Annotate CDS with Best DIAMOND Hit
The Annotate CDS with Best DIAMOND Hit tool will allow you to annotate a set of contigs containing CDS annotations with their best DIAMOND hit. This tool is particularly useful for large data sets, as an alternative to Annotate CDS with Best BLAST Hit.
DIAMOND is a sequence aligner for protein and translated DNA searches, designed for high performance analysis of big sequence data. The key features are:
- Pairwise alignment of proteins and translated DNA at 500x-20,000x speed of BLAST.
- Frameshift alignments for long read analysis.
- Low resource requirements and suitable for running on standard desktops or laptops.
The version of the DIAMOND binaries bundled with the tool is v0.9.26.127. For questions or comments about DIAMOND, see https://github.com/bbuchfink/diamond.
To start the tool, go to:
Toolbox | Microbial Genomics Module () | Functional Analysis () | Annotate CDS with Best DIAMOND Hit ()

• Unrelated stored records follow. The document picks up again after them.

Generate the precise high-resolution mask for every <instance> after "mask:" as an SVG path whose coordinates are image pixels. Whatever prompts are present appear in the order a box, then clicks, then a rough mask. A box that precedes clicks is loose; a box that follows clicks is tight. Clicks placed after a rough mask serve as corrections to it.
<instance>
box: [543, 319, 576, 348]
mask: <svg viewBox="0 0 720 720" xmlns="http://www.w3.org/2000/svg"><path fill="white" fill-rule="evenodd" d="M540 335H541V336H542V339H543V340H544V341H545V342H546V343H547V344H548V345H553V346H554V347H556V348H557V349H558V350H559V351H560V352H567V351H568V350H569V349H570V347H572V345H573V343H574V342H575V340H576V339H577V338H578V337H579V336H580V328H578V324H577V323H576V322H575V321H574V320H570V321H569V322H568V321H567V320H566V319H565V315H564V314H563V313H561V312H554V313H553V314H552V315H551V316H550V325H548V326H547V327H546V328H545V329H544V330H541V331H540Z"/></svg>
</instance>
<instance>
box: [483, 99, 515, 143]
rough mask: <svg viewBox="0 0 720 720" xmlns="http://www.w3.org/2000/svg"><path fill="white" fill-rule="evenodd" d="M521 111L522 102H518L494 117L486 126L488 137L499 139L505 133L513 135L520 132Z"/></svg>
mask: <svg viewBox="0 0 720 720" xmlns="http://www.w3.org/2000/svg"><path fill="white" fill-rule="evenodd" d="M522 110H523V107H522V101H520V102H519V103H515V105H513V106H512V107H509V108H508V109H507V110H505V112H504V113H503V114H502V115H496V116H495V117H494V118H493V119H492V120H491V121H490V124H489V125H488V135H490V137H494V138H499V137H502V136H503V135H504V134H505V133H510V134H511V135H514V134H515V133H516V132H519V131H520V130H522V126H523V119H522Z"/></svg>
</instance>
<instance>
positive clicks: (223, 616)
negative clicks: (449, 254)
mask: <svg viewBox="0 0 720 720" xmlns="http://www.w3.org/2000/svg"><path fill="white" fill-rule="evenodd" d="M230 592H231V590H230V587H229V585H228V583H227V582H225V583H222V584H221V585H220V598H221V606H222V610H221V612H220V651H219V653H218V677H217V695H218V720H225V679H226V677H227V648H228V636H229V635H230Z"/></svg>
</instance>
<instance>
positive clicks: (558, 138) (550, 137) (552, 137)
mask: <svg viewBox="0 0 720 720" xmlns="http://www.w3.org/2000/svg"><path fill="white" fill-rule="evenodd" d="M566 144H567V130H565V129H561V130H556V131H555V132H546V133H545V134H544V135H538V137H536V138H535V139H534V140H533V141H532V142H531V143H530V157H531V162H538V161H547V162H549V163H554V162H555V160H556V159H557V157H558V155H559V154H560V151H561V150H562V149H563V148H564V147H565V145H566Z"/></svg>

Several parameters are available (figure 13.9):
Figure 13.9: BLAST Best Hit annotations added to gene cds4 of h. pylori.
- Genetic code parameters. The genetic code used for translating CDS to proteins.
- DIAMOND parameters.
- Maximum E-value. Maximum expectation value (E-value) threshold for saving hits.
- DIAMOND Index. Select the relevant indexes. Indexes are generated by 1/ downloading a database with the Download Protein Database tool (section Download Protein Database) and 2/ building the index using the Create DIAMOND Index tool (see section Create DIAMOND Index).
- Standard search, mainly designed for short reads alignments, i.e., for finding significant matches of >50 bits on 30-40aa fragments.
- Sensitive search, for longer sequences.
- More sensitive search, where results in DIAMOND come close to the quality of BLAST searches.
The tool will output a copy of the input file with the DIAMOND Hit annotations. The tool can also output an annotation table summarizing information about the annotations added to the sequence list. Finally it is possible to generate a report containing information about the input file, the DIAMOND database and the amount of CDS annotated with a DIAMOND hit.
If a DIAMOND index was created from a protein sequence list containing metadata (such as GO terms or taxonomy information), the original metadata will be transferred to the annotations created by this tool.